In this study we conducted full analysis with the payer's perspective using Korean data; the result gives vital information to decision makers.
We estimated fracture prevention based on the clinical efficacy of alendronate. Fracture prevention rate is varied in terms of among drugs and site of fracture. Since alendronate is more efficacious in fracture prevention, there is a possibility that estimated fracture cost in scenario B was overestimated.[10]
Because of the simulated nature of this study, there are several limitations.
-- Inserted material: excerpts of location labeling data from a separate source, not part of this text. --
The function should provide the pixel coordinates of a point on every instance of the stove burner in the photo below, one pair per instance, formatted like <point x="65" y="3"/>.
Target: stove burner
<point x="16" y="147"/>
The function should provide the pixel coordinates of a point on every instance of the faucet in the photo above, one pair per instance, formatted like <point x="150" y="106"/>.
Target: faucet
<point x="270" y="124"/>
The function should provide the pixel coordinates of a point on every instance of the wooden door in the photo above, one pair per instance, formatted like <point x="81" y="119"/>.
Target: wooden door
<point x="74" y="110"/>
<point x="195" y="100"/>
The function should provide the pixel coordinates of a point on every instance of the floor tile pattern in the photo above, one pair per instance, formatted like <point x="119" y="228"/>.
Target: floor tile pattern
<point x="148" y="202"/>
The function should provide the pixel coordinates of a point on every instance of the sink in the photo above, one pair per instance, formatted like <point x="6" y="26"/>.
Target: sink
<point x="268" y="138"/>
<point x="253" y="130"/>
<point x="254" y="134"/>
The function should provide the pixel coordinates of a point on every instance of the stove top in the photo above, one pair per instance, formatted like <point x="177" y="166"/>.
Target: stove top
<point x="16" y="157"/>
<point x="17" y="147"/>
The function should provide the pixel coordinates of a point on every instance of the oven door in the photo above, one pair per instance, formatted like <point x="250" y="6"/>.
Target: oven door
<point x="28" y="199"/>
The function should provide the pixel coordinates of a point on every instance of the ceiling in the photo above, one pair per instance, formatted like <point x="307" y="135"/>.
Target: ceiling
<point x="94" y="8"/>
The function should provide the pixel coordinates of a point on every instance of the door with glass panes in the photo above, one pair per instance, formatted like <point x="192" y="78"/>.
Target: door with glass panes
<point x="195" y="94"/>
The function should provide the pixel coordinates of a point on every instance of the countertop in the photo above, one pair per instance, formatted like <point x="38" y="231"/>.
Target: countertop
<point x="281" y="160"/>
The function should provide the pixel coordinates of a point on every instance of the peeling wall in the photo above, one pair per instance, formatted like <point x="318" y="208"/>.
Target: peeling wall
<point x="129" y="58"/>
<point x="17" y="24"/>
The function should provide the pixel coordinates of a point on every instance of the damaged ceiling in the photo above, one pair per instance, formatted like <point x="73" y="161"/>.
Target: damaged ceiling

First, in the estimation of fracture patients, we used fracture cases including less than 50 years, but not confirmed as osteoporosis related fracture. Because we are not allowed to access the original reimbursement claim data, we could not classify fracture into osteoporosis related fracture and age factor. Therefore, even though we selected fractures based on previous HIRA' report to minimize inclusion of non-osteoporotic fracture, the fracture cost can be overestimated, which means the total budget saving in our study will be less than we anticipated.
Second, only the costs involved in osteoporosis medication and fracture treatment were assessed in this study. The total cost of treating an osteoporosis patient includes not only the cost of medication but also the costs involved with examination by a physician, outpatient pharmacy management and medicine preparation. In addition, there are too many factors to estimate actual costs depends on patients' conditions, disease severity, type of osteoporosis medication, class of clinics, prescription day, adherence on the medication etc. Therefore we simplified budget impact model through macro-costing method, consequently the cost for osteoporosis in this report will be less than actual disease burden.
Moreover as we analyzed NHI Service data, which is reimbursed to clinics, hospitals and pharmacies, non-reimbursed cost including out of pocket is excluded. Hence disease burden for osteoporosis and fracture will be more than we estimated.
Third, we estimated the total treatment cost for osteoporosis from the medication cost of alendronate agent, as we assumed market leadership of alendronate molecules would be maintained during study period. Another leading ingredient, risedronate shows similarity with alendronate in terms of market share, average daily cost in each year, diverse strengths and formulations, and availability of generics. So even though we project drug cost with risedrnoate not alendronate, it will not bring big difference on our result.
However, if a new ingredient is launched in the market and performs well, it can affect our result. A recently launched selective estrogen receptor modulator (SERM), bazedoxifene is listed at a lower price than raloxifen's in 2011 which we used in this study.[24] Under the government's current drug policy, new product's daily cost will not be a lot higher than our assumption in the given study period, and already launched products' price will be reduced after their generics enter the market. Therefore there is low possibility to overestimate drug cost with alendronate.
Simple budget analysis is a necessary feature to make decisions for the efficient use of healthcare resources in the area of osteoporosis. The result of this study suggests that continuous reimbursement coverage for patients with osteoporosis whose BMD score is less than -2.5 reduce total national health budget expenditure through saving fracture cost which offsets the increased spending for osteoporosis treatment.